Bundeswirtschaftsminister Robert Habeck wurde kürzlich im Fernsehen auch ganz falsch verstanden. Schließlich hatte er ja gar nicht über Insolvenzen gesprochen, sondern von Betriebsschließungen. Dass eine Betriebsaufgabe in der Regel mit Abfindungsansprüchen für Arbeitnehmer, Vertragslaufzeiten und Kündigungsfristen verbunden ist, die einen großen finanziellen Rattenschwanz nach sich ziehen, hat der Minister einfach mal ausgeblendet. Das ist insofern noch fragwürdiger, weil die Partei der Grünen eigentlich vehemente Kritiker neoliberaler Wirtschaftspolitik sein wollen. Herr Habeck beweist nun mit einem Satz, dass der Markt eben regele, welche Firma verschwinden sollte, weil Betriebskosten – insbesondere durch hohe Energiekosten – nicht mehr erwirtschaftet werden könnten. Das linke und soziale Gewissen, mit denen sich grüne Politiker gern schmücken, spiegelt sich in Habeckschen Ansichten jedenfalls nicht wider. Gerade eine Partei, die sich Gerechtigkeit in Sprachregelungen und andere Benennungssensibilitäten auf die Fahne geschrieben hat, gehen Lebensschicksale von Menschen, egal ob Unternehmer oder deren Mitarbeiter so ziemlich am Allerwertesten vorbei.

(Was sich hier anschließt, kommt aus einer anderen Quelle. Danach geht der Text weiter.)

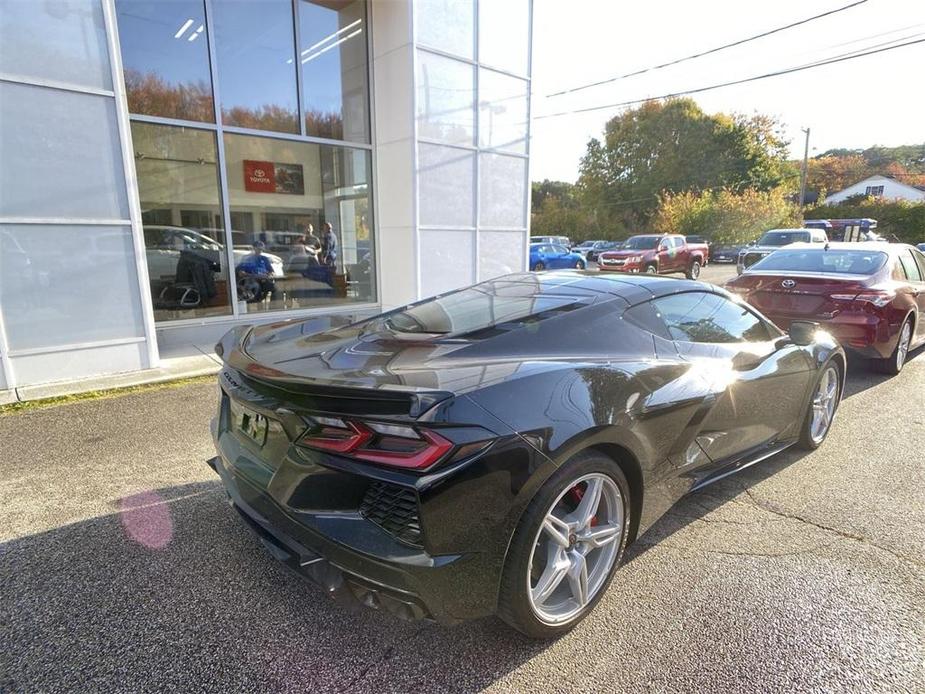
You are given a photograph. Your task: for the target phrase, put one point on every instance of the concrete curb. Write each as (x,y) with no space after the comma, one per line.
(170,370)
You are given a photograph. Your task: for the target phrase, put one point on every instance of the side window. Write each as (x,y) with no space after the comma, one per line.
(710,318)
(920,259)
(910,266)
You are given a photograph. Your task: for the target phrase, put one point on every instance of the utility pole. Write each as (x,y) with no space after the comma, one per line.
(803,171)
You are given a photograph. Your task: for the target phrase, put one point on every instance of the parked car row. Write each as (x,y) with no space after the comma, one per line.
(358,455)
(656,255)
(869,295)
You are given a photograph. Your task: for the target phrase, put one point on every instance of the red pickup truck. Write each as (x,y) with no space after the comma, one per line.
(656,254)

Mir machen solche Argumentationen Angst. Das käme einer Vorstellung gleich, als wenn ein Arzt lebenserhaltende Maßnahmen an überlebensfähigen Patienten einstellen würde. Wer in seiner Rede so viel Gleichgültigkeit an den Tag legt und gleichfalls unzähligen Menschen unterstellt, sie würden missverstehen, zeigt Respektlosigkeit. Toleranz gegenüber vielfältigen Lebensentwürfen – auch das ist ein Motto, dass zum Kern grüner Politik gehörte. Inzwischen ist wohl eine gehörige Portion Intoleranz in die Propheten der Toleranz eingewachsen. Ein anderes passendes Wort, dass zur heutigen Entwicklung von Regierungsarbeit passen würde, heißt Arroganz. Übrigens, die Profiteure der Energiepreisentwicklung sind heute vor allem Betreiber von Windkraftanlagen. Ein Schelm, wer nun denken wollte, dass grüne Energiepolitik Profite in die richtigen Taschen spülen würde. Gott sei Dank verstehen Bürger solche komplizierten Zusammenhänge nicht.